By virtue of her vocation, the Shepherd often finds herself on an unintentional visionary journey. A space opens where altered states of consciousness and cross-species encounters can become typical parts of perception and cognition. The shepherd’s job requires alternating periods of ‘exile’ and ‘return’ to the community—thus she shares in the mystique of the sailor, but hers is a sylvan sea. Sometimes, on her return, something new is brought back to the clan: a story, a song, or a vision. In the interface between self and other, human and non-human, village and forest, there is tension, friction; sparks of energy are released. Visions come from such fissures. Ever since humans moved from a nomadic existence to a settled one, shepherds have remained somewhere in between; the sentinels posted at the edge of civilization, eyes peering toward what is dark and what is wild. Even for humans without cities, who still wandered as nomads, the herdsmen were the scouts—the eyes and ears of their collective. The animals they tend turned grass into flesh and wool, then into tools and clothing, economically ensuring the persistence of someone balanced precariously—dangerously—on the edge of worlds. For civilization, no matter how complex, will always require these edges, gradients where human order gives way to other kinds of order that can be easily mistaken for chaos to the untrained mind. It is the herdsmen, the scouts, and the trackers, who are trained to read the chaos. While their civilization sprouts religion deep inside its cities, the priests will guard the inner sanctum of the temple. But the shepherd, hundreds of miles away, guards another divine language, a green language. Somehow, the two are related, but the trails between have become overgrown, maybe even impenetrable.

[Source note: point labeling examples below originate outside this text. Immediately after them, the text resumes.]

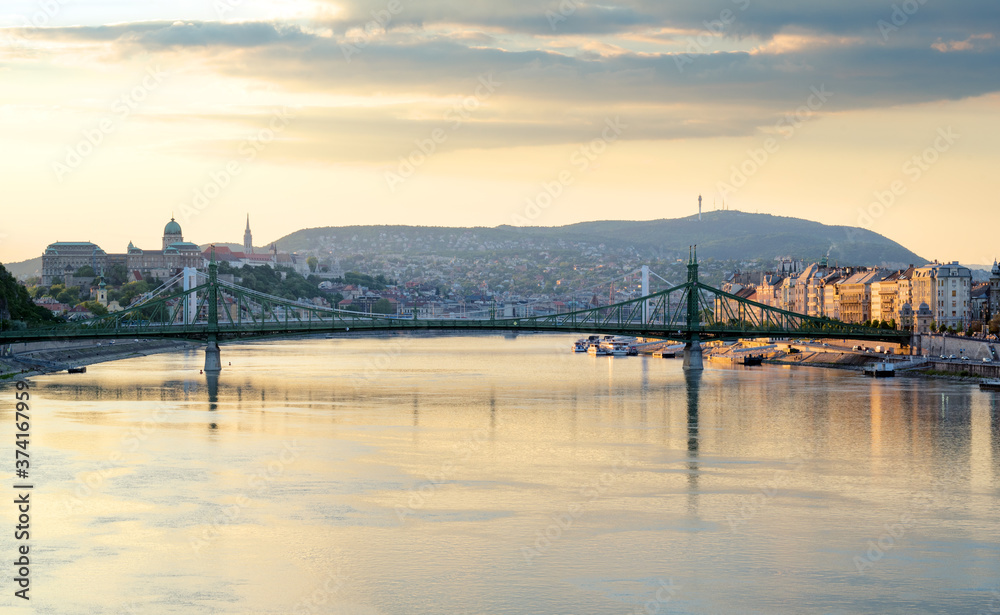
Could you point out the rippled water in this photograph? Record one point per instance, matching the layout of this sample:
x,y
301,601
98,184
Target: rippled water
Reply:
x,y
495,475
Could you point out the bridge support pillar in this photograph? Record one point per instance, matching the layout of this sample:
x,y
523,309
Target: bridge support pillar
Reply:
x,y
213,358
693,359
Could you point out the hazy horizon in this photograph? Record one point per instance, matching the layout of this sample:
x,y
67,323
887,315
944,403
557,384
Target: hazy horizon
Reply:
x,y
311,113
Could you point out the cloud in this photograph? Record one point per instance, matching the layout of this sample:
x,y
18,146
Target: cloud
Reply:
x,y
555,89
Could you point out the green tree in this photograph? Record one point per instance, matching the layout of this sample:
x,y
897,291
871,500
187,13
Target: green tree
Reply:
x,y
95,308
132,290
69,295
16,306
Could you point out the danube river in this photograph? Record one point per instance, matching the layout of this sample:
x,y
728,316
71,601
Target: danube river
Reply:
x,y
482,475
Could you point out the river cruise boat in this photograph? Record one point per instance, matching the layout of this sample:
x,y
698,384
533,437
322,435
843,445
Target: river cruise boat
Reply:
x,y
598,350
883,369
613,347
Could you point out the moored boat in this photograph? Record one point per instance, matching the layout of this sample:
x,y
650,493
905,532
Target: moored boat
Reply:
x,y
597,350
883,369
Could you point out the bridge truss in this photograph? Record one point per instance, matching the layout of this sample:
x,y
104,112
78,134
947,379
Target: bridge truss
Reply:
x,y
215,311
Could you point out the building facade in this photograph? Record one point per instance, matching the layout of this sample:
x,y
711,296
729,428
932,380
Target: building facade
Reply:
x,y
947,291
62,258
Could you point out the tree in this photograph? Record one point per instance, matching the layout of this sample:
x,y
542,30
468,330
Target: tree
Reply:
x,y
16,306
69,295
95,308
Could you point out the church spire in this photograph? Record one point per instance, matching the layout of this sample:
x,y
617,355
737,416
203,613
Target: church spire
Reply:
x,y
248,238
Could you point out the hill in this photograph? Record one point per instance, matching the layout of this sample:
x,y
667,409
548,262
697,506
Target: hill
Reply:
x,y
25,269
16,304
720,235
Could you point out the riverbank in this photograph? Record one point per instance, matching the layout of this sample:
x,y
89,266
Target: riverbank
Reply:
x,y
54,357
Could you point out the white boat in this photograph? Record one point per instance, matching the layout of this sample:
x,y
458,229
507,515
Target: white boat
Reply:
x,y
582,344
598,350
883,369
615,347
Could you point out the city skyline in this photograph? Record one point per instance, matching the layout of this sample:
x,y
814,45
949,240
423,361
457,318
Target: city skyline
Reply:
x,y
314,114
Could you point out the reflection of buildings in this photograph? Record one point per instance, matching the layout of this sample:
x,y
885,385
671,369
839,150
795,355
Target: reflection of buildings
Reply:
x,y
63,258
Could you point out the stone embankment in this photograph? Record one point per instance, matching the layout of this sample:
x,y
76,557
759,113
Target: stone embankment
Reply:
x,y
23,360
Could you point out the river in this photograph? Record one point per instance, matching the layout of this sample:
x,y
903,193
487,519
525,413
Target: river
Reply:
x,y
490,475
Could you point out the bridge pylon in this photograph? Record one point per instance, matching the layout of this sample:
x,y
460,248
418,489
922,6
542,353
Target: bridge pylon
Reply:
x,y
693,358
213,356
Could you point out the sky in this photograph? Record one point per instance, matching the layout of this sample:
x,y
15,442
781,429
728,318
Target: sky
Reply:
x,y
117,115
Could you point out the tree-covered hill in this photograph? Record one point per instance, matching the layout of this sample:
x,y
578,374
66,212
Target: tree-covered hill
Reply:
x,y
722,235
16,305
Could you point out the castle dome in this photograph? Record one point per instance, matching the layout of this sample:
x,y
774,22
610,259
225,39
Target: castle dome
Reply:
x,y
172,228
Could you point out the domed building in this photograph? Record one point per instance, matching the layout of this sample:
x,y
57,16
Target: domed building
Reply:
x,y
61,259
174,256
172,233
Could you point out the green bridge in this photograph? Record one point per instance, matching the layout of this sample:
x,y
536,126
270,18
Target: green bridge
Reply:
x,y
216,311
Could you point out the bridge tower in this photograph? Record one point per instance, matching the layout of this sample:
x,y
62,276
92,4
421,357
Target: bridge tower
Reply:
x,y
693,359
213,356
645,293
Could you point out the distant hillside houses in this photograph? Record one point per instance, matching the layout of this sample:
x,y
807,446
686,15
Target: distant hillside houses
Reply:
x,y
63,258
911,298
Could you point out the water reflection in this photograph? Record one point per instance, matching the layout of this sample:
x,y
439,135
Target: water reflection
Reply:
x,y
702,446
692,382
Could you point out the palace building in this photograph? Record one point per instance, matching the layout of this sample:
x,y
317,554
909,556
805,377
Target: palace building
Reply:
x,y
63,258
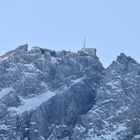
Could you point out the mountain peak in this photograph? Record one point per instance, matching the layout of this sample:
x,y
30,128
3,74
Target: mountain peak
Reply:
x,y
124,59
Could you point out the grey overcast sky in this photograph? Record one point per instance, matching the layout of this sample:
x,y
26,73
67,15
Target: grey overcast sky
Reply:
x,y
111,26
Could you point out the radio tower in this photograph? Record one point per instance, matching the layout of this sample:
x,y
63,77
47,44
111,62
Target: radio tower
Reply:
x,y
84,45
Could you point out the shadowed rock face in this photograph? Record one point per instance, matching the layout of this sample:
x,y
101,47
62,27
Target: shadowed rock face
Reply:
x,y
48,95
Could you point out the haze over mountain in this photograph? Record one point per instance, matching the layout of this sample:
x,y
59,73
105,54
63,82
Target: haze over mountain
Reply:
x,y
63,95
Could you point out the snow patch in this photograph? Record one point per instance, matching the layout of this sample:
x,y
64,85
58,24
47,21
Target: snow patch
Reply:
x,y
33,103
5,91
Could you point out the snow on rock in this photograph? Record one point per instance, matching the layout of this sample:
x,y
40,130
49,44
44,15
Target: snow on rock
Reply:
x,y
5,91
33,103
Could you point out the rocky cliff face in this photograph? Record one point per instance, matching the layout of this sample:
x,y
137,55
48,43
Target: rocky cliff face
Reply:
x,y
48,95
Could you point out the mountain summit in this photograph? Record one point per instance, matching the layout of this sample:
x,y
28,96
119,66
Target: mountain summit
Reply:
x,y
63,95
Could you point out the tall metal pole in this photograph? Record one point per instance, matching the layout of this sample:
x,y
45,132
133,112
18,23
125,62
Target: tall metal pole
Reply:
x,y
84,45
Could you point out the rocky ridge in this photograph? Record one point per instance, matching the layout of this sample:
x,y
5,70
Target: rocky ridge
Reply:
x,y
49,95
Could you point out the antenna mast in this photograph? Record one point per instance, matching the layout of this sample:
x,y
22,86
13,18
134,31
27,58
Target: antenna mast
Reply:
x,y
84,45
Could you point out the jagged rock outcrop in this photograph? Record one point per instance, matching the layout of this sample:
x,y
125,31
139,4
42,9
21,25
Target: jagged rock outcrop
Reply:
x,y
49,95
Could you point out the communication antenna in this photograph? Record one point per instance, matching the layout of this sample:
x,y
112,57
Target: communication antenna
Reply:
x,y
84,45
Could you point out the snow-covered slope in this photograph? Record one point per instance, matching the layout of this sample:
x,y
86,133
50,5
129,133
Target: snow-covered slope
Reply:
x,y
48,95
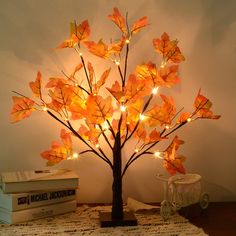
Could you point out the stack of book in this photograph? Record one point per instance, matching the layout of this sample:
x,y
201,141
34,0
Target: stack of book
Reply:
x,y
30,195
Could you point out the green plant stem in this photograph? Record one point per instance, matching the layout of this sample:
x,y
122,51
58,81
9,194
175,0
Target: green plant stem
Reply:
x,y
138,122
126,62
105,137
146,151
104,158
86,73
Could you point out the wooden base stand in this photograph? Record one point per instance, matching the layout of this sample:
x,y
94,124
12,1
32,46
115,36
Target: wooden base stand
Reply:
x,y
129,219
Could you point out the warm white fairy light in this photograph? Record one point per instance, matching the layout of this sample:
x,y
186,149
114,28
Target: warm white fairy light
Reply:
x,y
122,108
75,155
105,126
142,117
167,127
155,90
158,154
117,62
189,119
136,150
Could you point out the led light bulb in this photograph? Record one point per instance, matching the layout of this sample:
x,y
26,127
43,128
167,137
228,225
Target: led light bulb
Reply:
x,y
117,62
105,126
189,119
142,117
163,64
122,108
155,90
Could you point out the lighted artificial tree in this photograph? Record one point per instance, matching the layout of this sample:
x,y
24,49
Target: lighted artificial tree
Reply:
x,y
127,111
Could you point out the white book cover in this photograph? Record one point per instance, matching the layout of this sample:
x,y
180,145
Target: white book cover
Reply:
x,y
20,201
37,212
38,180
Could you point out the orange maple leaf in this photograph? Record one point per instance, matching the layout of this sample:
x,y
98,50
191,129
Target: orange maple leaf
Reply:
x,y
77,68
22,108
56,154
81,31
134,110
90,133
118,19
169,49
172,162
135,88
202,107
59,152
53,82
149,73
184,117
161,115
116,91
99,49
36,85
101,81
103,50
77,106
98,109
62,94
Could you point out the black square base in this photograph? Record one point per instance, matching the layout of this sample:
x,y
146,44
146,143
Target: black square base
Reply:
x,y
129,219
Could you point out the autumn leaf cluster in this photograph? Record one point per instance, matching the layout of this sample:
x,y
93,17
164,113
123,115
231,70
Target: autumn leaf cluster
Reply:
x,y
135,107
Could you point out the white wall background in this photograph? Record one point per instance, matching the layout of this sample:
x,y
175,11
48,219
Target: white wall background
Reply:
x,y
206,29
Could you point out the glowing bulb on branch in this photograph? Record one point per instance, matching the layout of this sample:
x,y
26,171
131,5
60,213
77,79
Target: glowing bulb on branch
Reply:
x,y
167,127
117,62
105,126
189,119
155,90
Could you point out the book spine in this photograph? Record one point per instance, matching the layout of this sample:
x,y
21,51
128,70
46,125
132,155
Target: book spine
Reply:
x,y
34,199
41,212
45,185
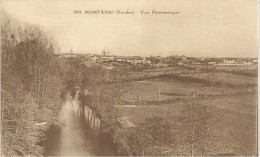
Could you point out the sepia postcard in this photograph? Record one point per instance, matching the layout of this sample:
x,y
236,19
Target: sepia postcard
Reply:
x,y
129,77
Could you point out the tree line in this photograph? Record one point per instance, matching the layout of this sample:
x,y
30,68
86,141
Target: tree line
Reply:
x,y
30,86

Indeed, there seems to be reflected in the lore of the shepherd our own sort of creation story. Sheep were domesticated 8,000 years ago, and in an ironic exchange, the bodies of these wild ones became the very source of our own domestication. It is little surprise then that the sheep has become both a symbol of the Other and of the Self, of both God and the human. Whether domesticated or wild, they will always remain non-human, retaining the sharp senses of prey animals. As ‘apex predators’ we are their ecological opposites, yet we can project onto them our own fears and longings, our many disenfranchised and oppressed identities. We can empathize with them because despite our supposed ecological prowess, we, too, are prey in a psycho-spiritual trophic web; we too suffer silently; we too are lost or hunted at the whim of forces much larger than ourselves. In protecting them we empathize with them and in some sense we become them, and this is one view of the essence of ‘shamanism’—that is, our human capacity for shape shifting in order to heal the world. This is where the pattern can be recognized far beyond just a single culture, reflected too in the reindeer lore of the north or in the veneration of the sacred cows of India, even in the Abenaki story of humans created from an ash tree, pertaining to the land on which I now write. All these represent a culture’s understanding and mythologizing of its relationship to nature, and to creation. Among the countless material gifts these revered non-human beings provide, they impart one transcendent, immaterial gift that could be said to be the seed of spirituality: empathy across species, across entire landscapes and ecosystems, even beyond life itself.